ADDIS ABABA – African Development Bank Group President Akinwumi Adesina met with President Ismail Omar Guelleh of Djibouti and senior government officials at the weekend to discuss the country’s economic progress and opportunities.
Adesina was on a two-day official visit to the Horn of Africa nation where he received Djibouti’s highest honor of Commandeur dans l’ordre national.
He and President Guelleh discussed ways of transforming Djibouti’s economy as the country strives to achieve its vision of becoming an information, communication and technology (ICT) hub in the region.
Djibouti is largely dry and barren. Its population of nearly one million people relies on imported food. Its Red Sea port remains the main source of income and employment. It is also a gateway for landlocked neighboring Ethiopia.
“Djibouti needs to look beyond the port, diversify its economy and scale up development. Flying over the country,” Adesina said. “one sees huge tracts of dry land. But it is only when one meets and talks to the people in this country that one realizes, there is no drought in terms of ideas, creativity, passion and determination.”
President Guelleh thanked Adesina for his first visit to Djibouti and commended the African Development Bank for its multifaceted assistance to the country.
“You are supporting us in various areas, including the budget support that the Bank is providing to help our country meet the unexpected effects of the Covid-19 crisis,” Guelleh. “We welcome your support to Djibouti by focusing on energy, climate change, agriculture and transport infrastructure resilience.”

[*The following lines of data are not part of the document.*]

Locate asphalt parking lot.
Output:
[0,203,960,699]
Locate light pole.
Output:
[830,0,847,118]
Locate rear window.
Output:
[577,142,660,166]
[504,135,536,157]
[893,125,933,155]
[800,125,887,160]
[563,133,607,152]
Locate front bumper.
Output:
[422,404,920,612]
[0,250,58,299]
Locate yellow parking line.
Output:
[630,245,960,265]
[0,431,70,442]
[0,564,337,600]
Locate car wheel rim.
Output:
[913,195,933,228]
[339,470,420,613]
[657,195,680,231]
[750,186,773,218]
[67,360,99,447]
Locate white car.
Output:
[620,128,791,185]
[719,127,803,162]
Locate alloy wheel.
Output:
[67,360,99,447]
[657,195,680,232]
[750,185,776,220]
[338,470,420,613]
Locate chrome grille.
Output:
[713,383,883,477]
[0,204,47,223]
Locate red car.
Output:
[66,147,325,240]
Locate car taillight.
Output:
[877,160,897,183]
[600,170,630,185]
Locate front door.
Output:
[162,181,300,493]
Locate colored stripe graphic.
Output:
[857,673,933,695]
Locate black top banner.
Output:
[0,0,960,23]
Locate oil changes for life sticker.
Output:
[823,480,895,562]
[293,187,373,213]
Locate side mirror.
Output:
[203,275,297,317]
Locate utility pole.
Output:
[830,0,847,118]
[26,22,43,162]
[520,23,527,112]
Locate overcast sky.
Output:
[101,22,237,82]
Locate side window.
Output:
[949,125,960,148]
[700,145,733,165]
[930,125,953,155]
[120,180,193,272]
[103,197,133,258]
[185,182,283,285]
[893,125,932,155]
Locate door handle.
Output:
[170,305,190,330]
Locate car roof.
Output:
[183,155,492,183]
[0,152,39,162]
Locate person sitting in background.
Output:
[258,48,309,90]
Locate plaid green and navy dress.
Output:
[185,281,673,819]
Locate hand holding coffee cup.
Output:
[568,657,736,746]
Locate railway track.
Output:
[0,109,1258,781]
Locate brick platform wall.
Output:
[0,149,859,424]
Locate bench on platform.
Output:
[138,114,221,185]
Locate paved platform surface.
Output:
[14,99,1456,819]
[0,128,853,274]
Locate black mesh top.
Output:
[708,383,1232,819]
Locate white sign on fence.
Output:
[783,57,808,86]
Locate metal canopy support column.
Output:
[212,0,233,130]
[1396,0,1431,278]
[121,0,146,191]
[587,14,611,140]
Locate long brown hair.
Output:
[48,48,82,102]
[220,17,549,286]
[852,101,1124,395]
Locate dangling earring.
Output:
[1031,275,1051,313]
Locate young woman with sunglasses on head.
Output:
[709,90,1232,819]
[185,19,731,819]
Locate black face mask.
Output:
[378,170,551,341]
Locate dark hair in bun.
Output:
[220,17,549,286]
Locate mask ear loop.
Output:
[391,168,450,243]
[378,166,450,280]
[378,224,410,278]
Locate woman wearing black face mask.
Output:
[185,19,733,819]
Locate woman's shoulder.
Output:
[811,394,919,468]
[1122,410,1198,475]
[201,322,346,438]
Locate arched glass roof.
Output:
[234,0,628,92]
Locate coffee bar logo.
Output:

‘Could Become Global Data Center’
Djibouti was invited to consider joining the Bank Group’s Africa Disaster Risk Finance facility (ADRiFi), through which countries receive support to insure themselves against extreme weather events.
The facility is already helping nine countries pay for insurance premiums to protect themselves from the effects of climate change.
The Bank chief – who on Saturday toured a subsea cable landing station – said Djibouti had the potential to become a regional center of excellence in telecommunication.
Djibouti Telecom has two subsea cable landing stations serving more than 50 telecommunication operators with connections to over 90 countries in the world.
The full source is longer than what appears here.